Three More Reasons We Think Charlotte Kahn Is Extraordinary
1. She Can Fly
Let’s talk about Charlotte’s job at Syracuse University, which she started in the early-mid 1970s. Syracuse, NY is roughly 250 miles from New York City where Charlotte lived with her family, which by then included a second husband and three more children (her eldest son from her first marriage was already in college). Moving was not an option, so in order to take this job that she really wanted, Charlotte would have to “commute”… to put things lightly.

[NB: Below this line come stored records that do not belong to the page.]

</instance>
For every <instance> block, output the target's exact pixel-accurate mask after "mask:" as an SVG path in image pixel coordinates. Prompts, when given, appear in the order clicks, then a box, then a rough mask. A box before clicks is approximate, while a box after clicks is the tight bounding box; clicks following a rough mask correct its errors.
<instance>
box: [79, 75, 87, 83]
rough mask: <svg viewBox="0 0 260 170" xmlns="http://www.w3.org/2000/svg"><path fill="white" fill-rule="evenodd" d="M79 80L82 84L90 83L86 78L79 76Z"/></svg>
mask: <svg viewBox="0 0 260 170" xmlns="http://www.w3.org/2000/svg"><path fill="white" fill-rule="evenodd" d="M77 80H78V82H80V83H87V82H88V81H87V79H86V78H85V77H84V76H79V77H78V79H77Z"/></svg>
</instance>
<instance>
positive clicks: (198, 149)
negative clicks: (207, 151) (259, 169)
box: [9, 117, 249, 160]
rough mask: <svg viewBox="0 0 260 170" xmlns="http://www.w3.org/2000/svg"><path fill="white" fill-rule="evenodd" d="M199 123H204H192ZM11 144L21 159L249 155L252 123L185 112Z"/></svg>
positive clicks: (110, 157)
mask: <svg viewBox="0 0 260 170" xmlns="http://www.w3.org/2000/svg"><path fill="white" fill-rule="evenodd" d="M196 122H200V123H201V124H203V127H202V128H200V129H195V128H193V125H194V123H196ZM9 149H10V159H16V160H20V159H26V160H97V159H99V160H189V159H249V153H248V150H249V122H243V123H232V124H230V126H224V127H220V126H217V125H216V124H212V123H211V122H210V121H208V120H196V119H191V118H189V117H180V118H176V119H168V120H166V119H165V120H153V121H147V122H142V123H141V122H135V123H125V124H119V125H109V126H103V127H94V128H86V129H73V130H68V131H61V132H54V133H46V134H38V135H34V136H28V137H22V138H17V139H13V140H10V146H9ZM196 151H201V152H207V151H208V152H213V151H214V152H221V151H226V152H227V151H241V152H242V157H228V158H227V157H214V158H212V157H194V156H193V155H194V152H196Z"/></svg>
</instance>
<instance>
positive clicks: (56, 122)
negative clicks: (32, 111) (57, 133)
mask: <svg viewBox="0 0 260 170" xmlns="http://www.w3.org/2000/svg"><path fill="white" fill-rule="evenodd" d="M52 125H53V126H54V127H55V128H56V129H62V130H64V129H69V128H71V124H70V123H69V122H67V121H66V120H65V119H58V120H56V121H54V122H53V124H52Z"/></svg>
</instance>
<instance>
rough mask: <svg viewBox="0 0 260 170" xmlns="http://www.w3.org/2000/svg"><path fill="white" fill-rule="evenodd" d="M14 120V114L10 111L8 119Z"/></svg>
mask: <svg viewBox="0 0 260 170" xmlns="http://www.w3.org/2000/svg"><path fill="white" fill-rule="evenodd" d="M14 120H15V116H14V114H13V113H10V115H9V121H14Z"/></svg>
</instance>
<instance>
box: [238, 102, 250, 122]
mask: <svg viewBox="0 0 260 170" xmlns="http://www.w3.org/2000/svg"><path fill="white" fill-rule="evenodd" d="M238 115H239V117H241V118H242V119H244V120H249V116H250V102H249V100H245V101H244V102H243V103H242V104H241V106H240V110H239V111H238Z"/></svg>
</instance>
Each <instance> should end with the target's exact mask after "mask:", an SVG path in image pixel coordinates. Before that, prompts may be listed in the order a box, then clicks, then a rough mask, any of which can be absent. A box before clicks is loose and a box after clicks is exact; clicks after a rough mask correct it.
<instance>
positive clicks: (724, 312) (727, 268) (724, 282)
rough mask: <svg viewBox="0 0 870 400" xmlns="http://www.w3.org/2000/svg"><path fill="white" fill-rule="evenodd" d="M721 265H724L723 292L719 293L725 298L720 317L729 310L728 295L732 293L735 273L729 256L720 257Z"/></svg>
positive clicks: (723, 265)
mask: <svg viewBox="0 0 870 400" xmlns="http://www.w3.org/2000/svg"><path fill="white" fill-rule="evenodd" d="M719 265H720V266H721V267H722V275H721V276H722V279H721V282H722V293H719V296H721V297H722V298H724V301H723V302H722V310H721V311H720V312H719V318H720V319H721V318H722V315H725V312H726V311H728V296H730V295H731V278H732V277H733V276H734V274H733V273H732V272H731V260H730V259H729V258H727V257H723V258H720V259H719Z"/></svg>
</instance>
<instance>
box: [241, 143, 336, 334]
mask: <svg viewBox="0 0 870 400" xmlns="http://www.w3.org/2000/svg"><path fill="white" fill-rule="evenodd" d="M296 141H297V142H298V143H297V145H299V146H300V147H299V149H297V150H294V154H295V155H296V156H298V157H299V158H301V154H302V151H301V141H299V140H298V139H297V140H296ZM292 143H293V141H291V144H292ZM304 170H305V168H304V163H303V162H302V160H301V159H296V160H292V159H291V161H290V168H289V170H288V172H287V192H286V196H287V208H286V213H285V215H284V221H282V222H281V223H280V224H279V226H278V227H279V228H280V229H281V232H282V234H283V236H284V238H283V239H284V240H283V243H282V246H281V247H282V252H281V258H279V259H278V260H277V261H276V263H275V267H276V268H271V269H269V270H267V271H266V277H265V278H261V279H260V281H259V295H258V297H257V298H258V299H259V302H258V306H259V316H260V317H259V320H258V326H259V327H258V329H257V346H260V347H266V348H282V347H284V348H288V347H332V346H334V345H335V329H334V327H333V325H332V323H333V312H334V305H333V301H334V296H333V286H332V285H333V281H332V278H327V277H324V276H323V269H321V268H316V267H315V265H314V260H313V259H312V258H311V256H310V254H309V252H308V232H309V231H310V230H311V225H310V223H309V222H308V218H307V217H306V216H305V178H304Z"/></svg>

When she posed the idea to her family, her teenage daughter was gung-ho and said, “You know mom, you might never get this opportunity again and it’s a women’s lib thing”. Her middle son said, “We’re soon going to have to go off to college and get used to being without you, so maybe this is a good idea.” And her youngest one said, “It’s alright with me. I’m just worried about daddy.” Despite her son’s concern, Charlotte’s husband was willing and supportive.
With that, Charlotte took the job and started commuting, via a 500 mile round trip flight she would make each week: she would leave at seven in the morning every Tuesday bound for Syracuse to teach and return to her family in NYC on Fridays. Interestingly, but not surprisingly, Charlotte was most often the only female on these flights with the majority of her fellow flyers being business men and traveling salesmen.
When she returned from Syracuse each Friday morning, Charlotte would then see her private clients for their therapy sessions on Friday afternoons, Saturdays and Mondays.
She would do this trip and maintain this schedule EVERY WEEK FOR ALMOST TEN YEARS.
In case you have not been keeping track of the details or numbers, that’s a 6 day work week, commuting 500 miles by plane each week, with 4 kids and a husband, for 8 – 10 years of her life. Charlotte was, in essence, the poster woman for the “have-it-all” generation, decades before that generation even existed.
2. She Figured Out Our Daddy Issues… The Good Ones
Charlotte and her husband were at a cocktail party and after surveying the room, he said to her, “You know every woman here is a professional woman.” This was in the late 1960s, so that was very unusual. Her husband’s observation got Charlotte thinking and she wondered, “What is different about these women?”
Working with her hypothesis that all of those professional women had a working mother and aunt or a grandmother after whom to model themselves, Charlotte set out to interview a number of them. When the data came in, she found that she was totally wrong. What she discovered was that it was the fathers’ expectations of their daughters that made these women able to prepare for and carry on a career. These findings later became a chapter in one of Charlotte’s books.
3. She Is A Quick Wit
When Charlotte’s oldest son was in France studying for the first time, she wanted to visit him. But, she needed an excuse to be absent from her teaching responsibilities at Kean University. So, she made it a working trip and presented an academic article entitled: “Women’s Choice Of A Dual Role”.
After she completed her presentation, one man in the audience raised his hand to comment, “I didn’t want my wife to work because I was afraid she would cheat on me.” Charlotte simply replied, “Well, is that what YOU do when YOU go to work?” And with that, she silenced the room.
The lead photo of Charlotte was taken by her granddaughter, Audrey Amelie Rudolf, an innovative and accomplished professional photographer. As they say, the apple does not fall far from the tree.